On August 4, 2016, her 88-year-old father, Theodore, was driving down the Florida Turnpike when he was rear-ended by a hit-and-run driver.
“My dad lived for five months, suffered for five months. Broke his neck, back, all his ribs. He was on a feeding tube. I really thought he was going to get better. Prayed he was going to get better,” she said.
Seeing her father suffering like that, she made it her mission to find the driver and hold him accountable. Jacqueline started calling the Florida Highway Patrol trooper investigating the case daily, pushing for information.

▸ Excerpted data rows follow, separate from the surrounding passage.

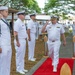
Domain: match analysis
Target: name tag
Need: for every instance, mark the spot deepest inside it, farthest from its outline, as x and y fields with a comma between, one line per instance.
x=58, y=27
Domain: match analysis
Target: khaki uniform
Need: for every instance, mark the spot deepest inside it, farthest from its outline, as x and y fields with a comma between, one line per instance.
x=54, y=32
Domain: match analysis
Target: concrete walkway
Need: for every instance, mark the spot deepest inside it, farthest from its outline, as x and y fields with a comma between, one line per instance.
x=66, y=51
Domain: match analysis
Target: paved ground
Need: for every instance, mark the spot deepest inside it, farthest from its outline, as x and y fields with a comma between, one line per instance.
x=66, y=51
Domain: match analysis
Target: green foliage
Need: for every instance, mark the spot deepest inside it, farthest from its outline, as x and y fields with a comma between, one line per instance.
x=31, y=5
x=59, y=6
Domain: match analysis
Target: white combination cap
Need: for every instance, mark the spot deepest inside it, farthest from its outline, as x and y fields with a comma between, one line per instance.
x=3, y=8
x=33, y=14
x=21, y=12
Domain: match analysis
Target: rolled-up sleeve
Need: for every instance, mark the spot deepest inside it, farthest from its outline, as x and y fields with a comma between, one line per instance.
x=62, y=30
x=16, y=27
x=29, y=26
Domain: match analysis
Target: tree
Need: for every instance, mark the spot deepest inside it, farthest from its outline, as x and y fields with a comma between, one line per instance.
x=31, y=5
x=60, y=6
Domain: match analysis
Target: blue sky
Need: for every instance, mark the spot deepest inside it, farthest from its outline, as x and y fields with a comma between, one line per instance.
x=41, y=3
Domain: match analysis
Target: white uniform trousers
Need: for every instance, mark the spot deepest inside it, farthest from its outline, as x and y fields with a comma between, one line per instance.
x=31, y=46
x=20, y=54
x=5, y=60
x=53, y=48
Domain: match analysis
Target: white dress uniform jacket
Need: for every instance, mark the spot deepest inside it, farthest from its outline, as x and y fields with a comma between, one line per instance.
x=54, y=32
x=31, y=44
x=5, y=44
x=20, y=28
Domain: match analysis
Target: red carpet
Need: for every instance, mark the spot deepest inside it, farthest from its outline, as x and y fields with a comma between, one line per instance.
x=46, y=68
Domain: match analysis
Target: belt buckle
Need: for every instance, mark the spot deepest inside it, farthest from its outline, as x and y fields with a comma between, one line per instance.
x=53, y=40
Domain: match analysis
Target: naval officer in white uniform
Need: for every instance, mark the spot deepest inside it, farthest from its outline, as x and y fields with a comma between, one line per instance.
x=31, y=30
x=54, y=31
x=5, y=43
x=20, y=36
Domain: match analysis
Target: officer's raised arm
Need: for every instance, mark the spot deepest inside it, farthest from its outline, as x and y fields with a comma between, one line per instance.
x=44, y=27
x=28, y=32
x=0, y=40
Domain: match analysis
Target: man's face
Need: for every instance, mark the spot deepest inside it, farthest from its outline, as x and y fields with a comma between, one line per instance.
x=54, y=21
x=33, y=17
x=4, y=13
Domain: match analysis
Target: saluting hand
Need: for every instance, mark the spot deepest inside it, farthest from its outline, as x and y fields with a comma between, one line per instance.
x=0, y=50
x=64, y=43
x=29, y=39
x=18, y=44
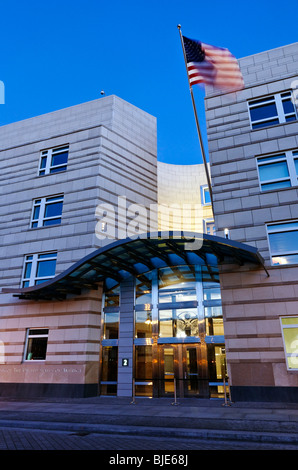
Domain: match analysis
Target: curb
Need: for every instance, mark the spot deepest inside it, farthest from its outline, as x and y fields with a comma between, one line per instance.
x=79, y=428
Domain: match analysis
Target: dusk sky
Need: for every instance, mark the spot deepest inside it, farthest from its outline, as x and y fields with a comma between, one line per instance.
x=61, y=53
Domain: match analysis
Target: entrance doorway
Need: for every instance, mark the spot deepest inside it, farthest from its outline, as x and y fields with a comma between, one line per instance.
x=189, y=370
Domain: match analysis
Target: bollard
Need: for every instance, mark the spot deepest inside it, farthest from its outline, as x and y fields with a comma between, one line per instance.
x=175, y=394
x=133, y=402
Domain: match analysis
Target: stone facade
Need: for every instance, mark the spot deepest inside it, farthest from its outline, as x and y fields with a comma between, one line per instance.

“He started looking through films from the exits and found the truck with the damaged from the end,” Jacqueline told FOX 35 News. But the trooper told her he needed more, he needed that actual emblem from the driver’s silver truck. “I took it upon myself went out there, walked up the ramp, went past where my dad hit the guardrail and there was the Ford emblem and part of my dad’s window,” she said.
Then they got lucky. She says the driver, James Stonic, filed a claim, telling his insurance company that he was the victim of a hit-and-run crash.
“The guy that hit him waited 18 days. He had his uncle drive him to Ocala. Hitch hiked to Kentucky and called from Kentucky to say his truck was hit in his uncle’s yard,” Jacqueline explained. “How he nailed himself to being in the vehicle was saying He never gave his keys to anybody. Nobody ever drove his truck.”
With all that, troopers were able to arrest Stonic. A few months January 1, 2017, Theodore died from the injuries he suffered in the crash. Troopers upped the charges against Stonic to vehicular homicide.
Finally Tuesday, Jacqueline got what she’s worked so hard for. Her day in court.
“One-thousand, two-hundred and thirty-eight days later. A lot of continuances. Four attorneys, he’s been through. It’s been a long road,” she said.
She told prosecutors she’d be okay with a plea deal. When they asked what she would recommend for a sentence, “I said five years. One month for every month my dad suffered.”
Stonic accepted the deal, giving her closure.
"I pursued it. I did it for my dad. I know he’s looking down,” Stonic said.
She knows her dad would be proud of her for all she did for him.
“I was told as I left the court yesterday if I didn’t do it, it would have been put in a drawer. Cause hit and runs are not gone after,” Jacqueline said.
On top of the five-year prison sentence, Stonic will be on parole for 15 years when he gets out of prison.